Como esse tema é recepcionado nos Estados Unidos?
James N. Green: Infelizmente, poucos norte-americanos sabem muito sobre o
Brasil, a sua história recente e a luta contra a ditadura militar. Neste sentido esta
biografia sobre Herbert Daniel, que terá uma circulação entre o meio acadêmico e
entre ativistas LGBT, vai revelar outras imagens e noções sobre o Brasil, sua cultura
e o seu passado. Infelizmente, em geral as ativistas LGBT nos Estados Unidos
tendem a preocupar-se mais para a realidade norte-americana e neste momento
estamos lutando contra um governo reacionário que se sustenta com apoio das
igrejas conservadores e moralistas e setores sociais que se opõem os movimentos
democráticos que conquistaram o casamento entre pessoas do mesmo sexo e
outros direitos nos últimos anos. Nossa tarefa lá como aca é de lutar contra estas
forças reacionárias.
Quais as suas previsões para o futuro da política brasileira após as eleições
deste ano?
James N. Green: Ainda é difícil prever os resultados das eleições presidenciais,
que vão determinar o futuro imediata.

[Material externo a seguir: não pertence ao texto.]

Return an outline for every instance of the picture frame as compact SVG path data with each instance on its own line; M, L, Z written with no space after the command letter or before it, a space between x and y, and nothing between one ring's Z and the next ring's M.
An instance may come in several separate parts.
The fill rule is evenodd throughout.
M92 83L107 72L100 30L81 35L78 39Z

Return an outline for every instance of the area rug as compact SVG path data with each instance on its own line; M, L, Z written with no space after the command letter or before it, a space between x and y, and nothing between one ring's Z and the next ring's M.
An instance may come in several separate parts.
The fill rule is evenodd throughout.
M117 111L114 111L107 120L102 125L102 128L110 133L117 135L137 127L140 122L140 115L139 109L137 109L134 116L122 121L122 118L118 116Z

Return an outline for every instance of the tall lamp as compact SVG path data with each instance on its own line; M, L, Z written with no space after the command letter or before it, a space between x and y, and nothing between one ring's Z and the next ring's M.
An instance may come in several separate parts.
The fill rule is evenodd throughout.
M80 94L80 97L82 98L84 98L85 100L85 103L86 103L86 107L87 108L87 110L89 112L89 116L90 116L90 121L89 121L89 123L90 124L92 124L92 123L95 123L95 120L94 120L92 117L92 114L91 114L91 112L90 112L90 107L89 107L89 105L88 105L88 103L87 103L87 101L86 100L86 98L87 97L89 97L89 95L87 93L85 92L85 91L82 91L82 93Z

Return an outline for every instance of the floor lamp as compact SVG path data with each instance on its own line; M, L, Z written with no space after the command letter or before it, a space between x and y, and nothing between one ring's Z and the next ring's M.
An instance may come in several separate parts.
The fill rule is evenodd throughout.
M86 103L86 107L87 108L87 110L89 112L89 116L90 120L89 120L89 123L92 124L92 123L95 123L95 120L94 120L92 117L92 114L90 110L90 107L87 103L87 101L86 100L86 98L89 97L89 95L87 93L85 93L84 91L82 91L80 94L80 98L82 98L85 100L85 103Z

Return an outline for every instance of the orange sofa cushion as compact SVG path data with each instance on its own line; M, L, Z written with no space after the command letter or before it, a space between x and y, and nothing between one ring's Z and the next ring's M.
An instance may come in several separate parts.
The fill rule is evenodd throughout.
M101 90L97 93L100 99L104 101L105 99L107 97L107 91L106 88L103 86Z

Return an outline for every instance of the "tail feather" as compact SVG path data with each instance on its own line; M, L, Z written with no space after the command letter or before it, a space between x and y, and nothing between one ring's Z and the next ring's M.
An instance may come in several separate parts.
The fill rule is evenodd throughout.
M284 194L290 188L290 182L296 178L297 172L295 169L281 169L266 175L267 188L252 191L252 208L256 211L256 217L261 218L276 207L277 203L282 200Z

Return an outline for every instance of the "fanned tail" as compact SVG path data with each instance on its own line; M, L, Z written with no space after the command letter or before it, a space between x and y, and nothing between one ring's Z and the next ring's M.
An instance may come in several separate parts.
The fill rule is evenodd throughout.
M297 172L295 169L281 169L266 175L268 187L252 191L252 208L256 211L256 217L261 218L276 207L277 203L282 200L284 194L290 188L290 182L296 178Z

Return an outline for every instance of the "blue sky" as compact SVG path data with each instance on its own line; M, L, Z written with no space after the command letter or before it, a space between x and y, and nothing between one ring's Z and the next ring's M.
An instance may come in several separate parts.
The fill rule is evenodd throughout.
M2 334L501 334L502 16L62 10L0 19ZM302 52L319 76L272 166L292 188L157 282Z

Acho que as esquerdas ainda estão na
defensiva e as direitas estão tentando impor uma agenda reacionária que vai tentar
eliminar todos os avanços dos últimos anos no Brasil. É possível que os próximos
tempos são de resistência. Hoje estamos vivendo tempos difíceis no Brasil, nos
Estados Unidos, na Europa e em outras partes do mundo. Acho que podemos
aprender com Herbert Daniel, com sua energia, com sua visão, com suas
contradições, angústias e limitações. Como ele sempre dizia quando abraçou a sua
vivência com AIDS. “Vivia a vida.”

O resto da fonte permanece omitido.